Figure 5. IFNγ is required for optimal IL-12p70 production, thus indirectly induced SLEC formation in vivo during CpG-B treatment

(A) WT P14 chimeric mice were immunized with WT, IFNγ−/− or IFNγR1−/− DC-33+CpG, and IFN−/− or IFNγR1−/− P14 chimeric mice were immunized with WT DC-33+CpG. P14 CD8 T cells were analyzed seven days later. (B) Bar graphs show the concentration of IL-12p40 (top panel) and IL-12p70 (bottom) in the serum of WT, IFNγ ^−/− and IFNγR1^−/− 6h after CpG injection as measured by ELISA. (C) IFNγ ^−/− mice containing P14 CD8 T cells were immunized with DC-33 alone or plus recombinant IL-12p70 (1ug/mouse). After 7 days, splenic Thy1.1⁺ P14 CD8 T cells were analyzed for KLRG1 and IL-7R. LOD=level of detection. Asterisk denotes P<0.05. Data are representative of at least two independent experiments.

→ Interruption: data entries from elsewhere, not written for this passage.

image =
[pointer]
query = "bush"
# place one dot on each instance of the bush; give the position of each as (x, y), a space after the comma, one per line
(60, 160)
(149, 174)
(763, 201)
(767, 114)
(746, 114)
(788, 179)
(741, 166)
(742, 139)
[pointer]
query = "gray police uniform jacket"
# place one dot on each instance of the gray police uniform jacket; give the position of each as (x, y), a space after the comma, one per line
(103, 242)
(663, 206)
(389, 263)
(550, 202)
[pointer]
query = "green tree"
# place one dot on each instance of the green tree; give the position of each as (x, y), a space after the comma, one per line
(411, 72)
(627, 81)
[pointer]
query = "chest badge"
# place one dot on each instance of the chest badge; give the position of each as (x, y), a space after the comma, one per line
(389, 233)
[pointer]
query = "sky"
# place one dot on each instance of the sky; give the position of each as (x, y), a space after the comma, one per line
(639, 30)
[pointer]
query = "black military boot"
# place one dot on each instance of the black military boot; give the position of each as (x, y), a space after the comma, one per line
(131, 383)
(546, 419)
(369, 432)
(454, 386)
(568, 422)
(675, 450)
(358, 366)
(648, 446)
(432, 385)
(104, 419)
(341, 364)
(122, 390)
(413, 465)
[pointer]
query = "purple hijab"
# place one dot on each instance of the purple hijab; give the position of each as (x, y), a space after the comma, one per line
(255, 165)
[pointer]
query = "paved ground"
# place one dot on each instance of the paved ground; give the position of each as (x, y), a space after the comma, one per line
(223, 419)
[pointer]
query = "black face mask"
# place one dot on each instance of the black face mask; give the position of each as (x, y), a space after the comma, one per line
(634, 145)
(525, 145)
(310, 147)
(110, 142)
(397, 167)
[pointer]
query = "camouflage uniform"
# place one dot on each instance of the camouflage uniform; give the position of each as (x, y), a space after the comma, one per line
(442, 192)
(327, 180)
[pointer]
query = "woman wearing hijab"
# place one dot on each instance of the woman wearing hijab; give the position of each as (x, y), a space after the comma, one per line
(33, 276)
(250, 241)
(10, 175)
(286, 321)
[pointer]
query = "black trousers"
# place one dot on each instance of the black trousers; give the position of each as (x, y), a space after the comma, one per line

Figure 6. Identification of the IL-12 and IFNγ producing cells during DC vaccination and Lm infection

WT, IL-12p40−/− and IFNγ −/− mice were immunized with Lm for 24hrs or CpG for 6 hrs and then the splenocytes were cultured in BFA for an additional 6 hrs and stained for surface markers and intracellular IL-12p40 and IFNγ. (A) Left contour plots show the gating criteria used to identify the different cell populations and right dot plots show the expression of IL-12p40 and IFNγ in these cells 24hrs after Lm infection. Note: similar types of cells, albeit at lower frequencies, produced these cytokines after 6hrs of CpG treatment (data not shown). (B and C) Bar graphs indicate numbers of IL-12- and IFNγ-producing cells in the spleens of WT, IL-12p40^−/− and IFNγ −/−mice after Lm infection (B) or CpG immunization (C).